Petros Konstantinou, head of the United Movement Against Racism and the Fascist Threat (KEERFA), said Athens municipality reacted to the situation passively and called the authorities to take action.
"This is the result of the government's racist policy that leaves 11,000 refugees homeless without providing the conditions for their integration into society," he said.
Many refugees who obtained asylum rights are in danger of becoming homeless after EU-funded accommodation programs for refugees ended in Greece.
The U.N. Refugee Agency earlier this month warned that the moving of thousands of refugees, some of them from Greek islands to the mainland, could leave many homeless and is deeply concerning.
The UNHCR said that the government-arranged exit of at least 9,000 recognized refugees from Greece's reception system is a "premature" move before they have effective access to employment and social welfare schemes.
"Forcing people to leave their accommodation without a safety net and measures to ensure their self-reliance may push many into poverty and homelessness," warned UNHCR spokesperson Andrej Mahecic at a briefing of the United Nations in Geneva.

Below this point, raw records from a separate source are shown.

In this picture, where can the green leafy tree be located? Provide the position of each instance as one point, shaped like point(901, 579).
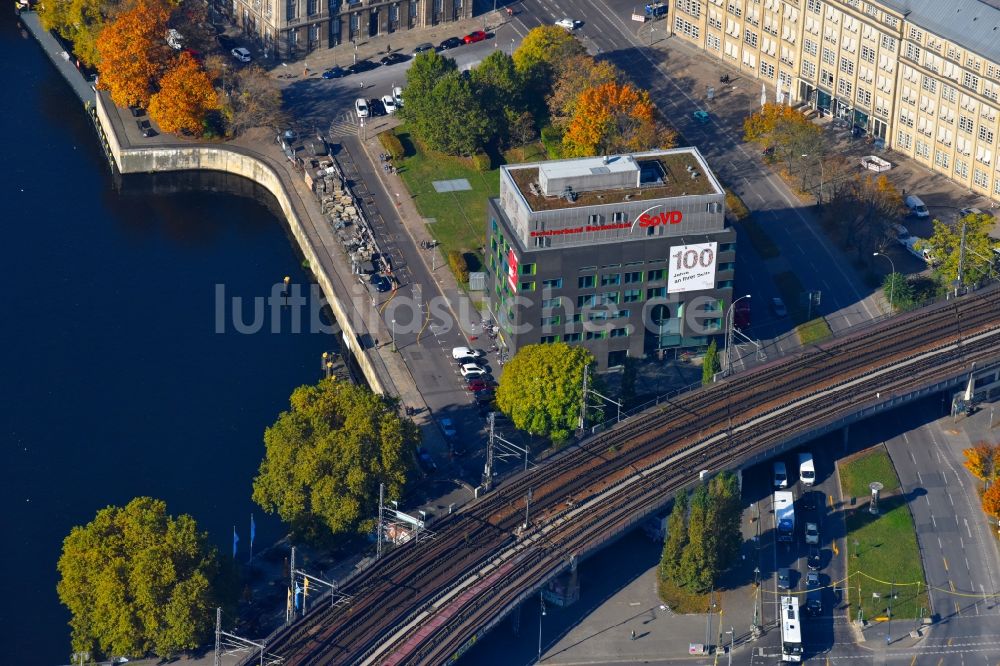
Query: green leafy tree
point(138, 581)
point(711, 364)
point(542, 387)
point(424, 74)
point(573, 76)
point(456, 123)
point(538, 58)
point(945, 244)
point(895, 286)
point(327, 455)
point(499, 88)
point(676, 539)
point(724, 516)
point(694, 568)
point(79, 21)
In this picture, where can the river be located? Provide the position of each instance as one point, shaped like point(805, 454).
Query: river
point(115, 381)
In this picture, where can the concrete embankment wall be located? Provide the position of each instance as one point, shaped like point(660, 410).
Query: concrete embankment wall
point(220, 158)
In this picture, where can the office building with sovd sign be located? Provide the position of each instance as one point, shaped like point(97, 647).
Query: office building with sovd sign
point(628, 255)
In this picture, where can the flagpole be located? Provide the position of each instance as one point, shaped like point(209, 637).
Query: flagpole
point(253, 530)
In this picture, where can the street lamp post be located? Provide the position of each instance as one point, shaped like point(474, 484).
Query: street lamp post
point(730, 324)
point(541, 600)
point(892, 280)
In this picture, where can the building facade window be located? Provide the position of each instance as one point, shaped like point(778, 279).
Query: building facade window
point(980, 178)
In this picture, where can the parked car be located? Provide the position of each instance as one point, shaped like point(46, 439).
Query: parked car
point(785, 579)
point(380, 282)
point(335, 73)
point(812, 533)
point(973, 211)
point(426, 461)
point(362, 66)
point(916, 206)
point(394, 58)
point(459, 352)
point(448, 428)
point(471, 369)
point(780, 475)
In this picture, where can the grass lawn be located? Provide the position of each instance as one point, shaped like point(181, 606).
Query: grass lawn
point(813, 331)
point(682, 600)
point(886, 553)
point(459, 217)
point(872, 465)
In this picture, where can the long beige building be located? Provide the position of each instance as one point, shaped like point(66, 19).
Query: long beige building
point(295, 28)
point(923, 75)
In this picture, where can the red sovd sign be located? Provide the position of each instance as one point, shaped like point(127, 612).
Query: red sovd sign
point(672, 217)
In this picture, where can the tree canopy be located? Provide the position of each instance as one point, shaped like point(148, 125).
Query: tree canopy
point(613, 118)
point(540, 52)
point(541, 388)
point(79, 21)
point(185, 97)
point(703, 534)
point(132, 52)
point(573, 76)
point(945, 244)
point(138, 581)
point(327, 455)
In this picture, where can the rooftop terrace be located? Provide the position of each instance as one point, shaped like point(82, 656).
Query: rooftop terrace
point(672, 174)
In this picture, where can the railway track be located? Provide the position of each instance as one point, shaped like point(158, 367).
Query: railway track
point(724, 418)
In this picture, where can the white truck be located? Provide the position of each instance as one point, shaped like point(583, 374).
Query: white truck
point(784, 515)
point(918, 248)
point(807, 469)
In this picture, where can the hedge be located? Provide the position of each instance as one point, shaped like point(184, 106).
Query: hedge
point(458, 266)
point(392, 144)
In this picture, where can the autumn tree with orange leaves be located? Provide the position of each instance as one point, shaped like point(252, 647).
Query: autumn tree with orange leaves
point(981, 460)
point(615, 118)
point(185, 97)
point(133, 52)
point(991, 501)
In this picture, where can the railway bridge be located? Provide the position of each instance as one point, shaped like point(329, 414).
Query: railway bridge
point(426, 603)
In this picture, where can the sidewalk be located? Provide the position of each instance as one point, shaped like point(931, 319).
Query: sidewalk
point(373, 48)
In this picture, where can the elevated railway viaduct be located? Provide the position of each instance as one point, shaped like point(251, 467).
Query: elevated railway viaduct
point(425, 603)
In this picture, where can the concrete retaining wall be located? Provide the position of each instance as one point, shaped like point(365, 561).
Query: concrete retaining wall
point(219, 158)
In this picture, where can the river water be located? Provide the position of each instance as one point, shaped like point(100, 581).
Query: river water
point(115, 382)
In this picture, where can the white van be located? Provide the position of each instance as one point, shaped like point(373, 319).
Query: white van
point(916, 206)
point(780, 475)
point(807, 470)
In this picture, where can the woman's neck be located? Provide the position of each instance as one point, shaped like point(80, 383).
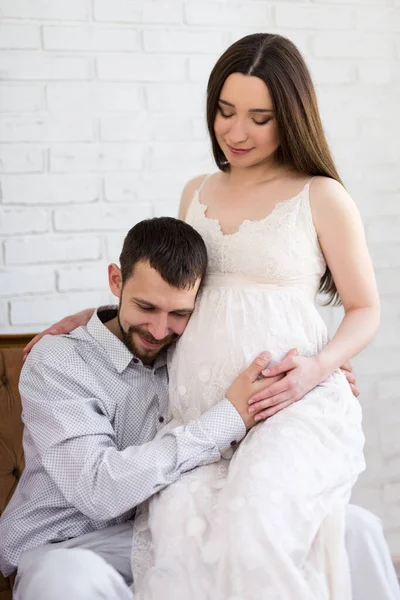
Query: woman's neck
point(249, 176)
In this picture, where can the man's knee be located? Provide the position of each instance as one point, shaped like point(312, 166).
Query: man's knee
point(71, 573)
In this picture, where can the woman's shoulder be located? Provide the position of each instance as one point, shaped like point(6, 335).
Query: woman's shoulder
point(325, 190)
point(330, 199)
point(188, 192)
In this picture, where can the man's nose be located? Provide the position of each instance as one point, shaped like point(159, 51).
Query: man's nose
point(159, 326)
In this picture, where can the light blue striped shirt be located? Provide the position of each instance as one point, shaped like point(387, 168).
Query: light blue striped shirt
point(94, 442)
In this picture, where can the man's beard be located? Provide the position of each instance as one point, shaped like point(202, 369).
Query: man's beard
point(146, 356)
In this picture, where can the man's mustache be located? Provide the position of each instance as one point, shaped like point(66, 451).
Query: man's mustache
point(149, 338)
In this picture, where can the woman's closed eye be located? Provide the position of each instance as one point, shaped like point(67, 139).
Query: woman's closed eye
point(228, 116)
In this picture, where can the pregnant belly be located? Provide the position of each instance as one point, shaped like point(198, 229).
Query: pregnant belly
point(226, 332)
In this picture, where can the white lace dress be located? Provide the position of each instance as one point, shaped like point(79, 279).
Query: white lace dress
point(267, 523)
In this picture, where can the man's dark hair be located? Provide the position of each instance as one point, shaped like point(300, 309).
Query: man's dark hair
point(173, 248)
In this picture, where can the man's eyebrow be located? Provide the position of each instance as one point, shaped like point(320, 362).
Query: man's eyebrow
point(250, 110)
point(144, 302)
point(150, 305)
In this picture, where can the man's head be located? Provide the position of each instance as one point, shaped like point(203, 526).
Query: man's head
point(163, 262)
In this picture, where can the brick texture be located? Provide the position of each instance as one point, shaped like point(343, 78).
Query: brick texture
point(102, 122)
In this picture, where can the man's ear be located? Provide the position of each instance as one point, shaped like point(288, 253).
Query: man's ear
point(115, 279)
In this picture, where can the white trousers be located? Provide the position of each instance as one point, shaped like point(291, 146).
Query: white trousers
point(97, 566)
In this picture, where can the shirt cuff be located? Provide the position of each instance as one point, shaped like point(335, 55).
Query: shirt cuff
point(224, 425)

A new law adopted in March 2020 reduces the grace period for recognized refugees from six months to 30 days to transition from organized accommodation and essential support to independent living.
The UNHCR urged Greece to increase the national reception capacity at sites, apartments, hotels and cash for shelter.

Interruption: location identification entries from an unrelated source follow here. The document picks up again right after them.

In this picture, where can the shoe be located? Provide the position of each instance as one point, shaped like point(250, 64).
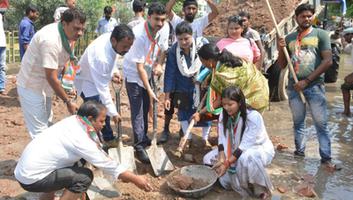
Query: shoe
point(188, 144)
point(142, 156)
point(298, 154)
point(181, 133)
point(206, 144)
point(114, 143)
point(164, 137)
point(331, 166)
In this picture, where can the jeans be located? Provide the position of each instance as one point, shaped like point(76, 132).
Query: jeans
point(316, 100)
point(107, 131)
point(139, 107)
point(75, 179)
point(2, 68)
point(36, 110)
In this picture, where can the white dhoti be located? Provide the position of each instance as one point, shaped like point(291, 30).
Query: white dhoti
point(250, 168)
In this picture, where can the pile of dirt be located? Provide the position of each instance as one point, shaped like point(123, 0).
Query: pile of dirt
point(259, 15)
point(183, 182)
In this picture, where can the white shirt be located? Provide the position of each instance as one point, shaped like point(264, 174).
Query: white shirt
point(139, 50)
point(2, 33)
point(44, 51)
point(198, 25)
point(58, 12)
point(97, 68)
point(106, 26)
point(59, 146)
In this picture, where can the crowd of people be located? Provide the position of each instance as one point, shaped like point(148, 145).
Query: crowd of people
point(203, 80)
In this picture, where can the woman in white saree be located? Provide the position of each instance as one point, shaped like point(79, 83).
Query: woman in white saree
point(244, 149)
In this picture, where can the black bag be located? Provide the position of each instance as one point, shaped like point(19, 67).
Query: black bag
point(181, 100)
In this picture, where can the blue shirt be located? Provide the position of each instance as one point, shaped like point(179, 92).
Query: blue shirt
point(25, 35)
point(174, 81)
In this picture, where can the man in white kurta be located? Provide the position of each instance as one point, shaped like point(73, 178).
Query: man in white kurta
point(98, 69)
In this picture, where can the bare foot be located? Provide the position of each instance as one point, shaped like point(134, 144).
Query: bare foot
point(347, 113)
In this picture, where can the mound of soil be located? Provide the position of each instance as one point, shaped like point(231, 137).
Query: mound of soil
point(259, 15)
point(183, 182)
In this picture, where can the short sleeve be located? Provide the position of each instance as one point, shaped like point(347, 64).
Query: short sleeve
point(324, 41)
point(49, 52)
point(137, 51)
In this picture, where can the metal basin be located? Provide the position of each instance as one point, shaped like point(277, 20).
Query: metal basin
point(197, 172)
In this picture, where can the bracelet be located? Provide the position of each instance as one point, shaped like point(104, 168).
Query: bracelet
point(67, 101)
point(308, 80)
point(226, 163)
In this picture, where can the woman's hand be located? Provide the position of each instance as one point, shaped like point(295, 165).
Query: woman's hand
point(167, 104)
point(196, 116)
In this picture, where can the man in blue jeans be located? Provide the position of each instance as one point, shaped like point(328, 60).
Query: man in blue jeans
point(2, 56)
point(310, 52)
point(145, 57)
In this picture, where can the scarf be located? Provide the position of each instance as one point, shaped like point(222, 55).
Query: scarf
point(153, 50)
point(71, 68)
point(232, 126)
point(195, 61)
point(297, 48)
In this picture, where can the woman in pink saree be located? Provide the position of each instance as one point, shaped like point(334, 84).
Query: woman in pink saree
point(238, 45)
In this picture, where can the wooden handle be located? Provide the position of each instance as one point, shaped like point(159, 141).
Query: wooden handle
point(291, 69)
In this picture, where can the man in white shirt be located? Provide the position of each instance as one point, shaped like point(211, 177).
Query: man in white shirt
point(252, 34)
point(44, 60)
point(145, 57)
point(107, 23)
point(2, 56)
point(60, 10)
point(98, 69)
point(48, 162)
point(190, 8)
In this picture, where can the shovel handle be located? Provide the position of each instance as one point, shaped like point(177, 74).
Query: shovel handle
point(291, 69)
point(183, 140)
point(155, 107)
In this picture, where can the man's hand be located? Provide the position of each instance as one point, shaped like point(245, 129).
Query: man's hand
point(167, 104)
point(71, 107)
point(281, 42)
point(117, 78)
point(300, 85)
point(157, 69)
point(142, 183)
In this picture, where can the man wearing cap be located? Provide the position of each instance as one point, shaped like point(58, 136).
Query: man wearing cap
point(190, 8)
point(138, 6)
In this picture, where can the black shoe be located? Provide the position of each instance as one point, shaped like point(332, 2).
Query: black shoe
point(330, 165)
point(181, 133)
point(142, 156)
point(164, 137)
point(298, 154)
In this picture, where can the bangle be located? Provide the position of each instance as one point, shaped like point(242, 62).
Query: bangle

Most of the asylum-seekers, about 32% of them are Afghans, another 26% are Syrians, and Iraqis are represented by 12%. The nationals of the Democratic Republic of the Congo make up 5% and Pakistan 4%.
There are over 33,000 asylum-seekers and migrants packed into camps on the islands of Lesbos, Chios, Samos, Leros and Kos which were originally built to handle fewer than 6,100 people.
Lesbos lies just off the Turkish coast, and hundreds of thousands of migrants and refugees have used the island as a staging post in recent years in their attempt to get to mainland Europe.
Turkey and Greece have been key transit points for asylum-seekers, refugees and migrants seeking to cross into Europe to start new lives, especially those fleeing war and persecution.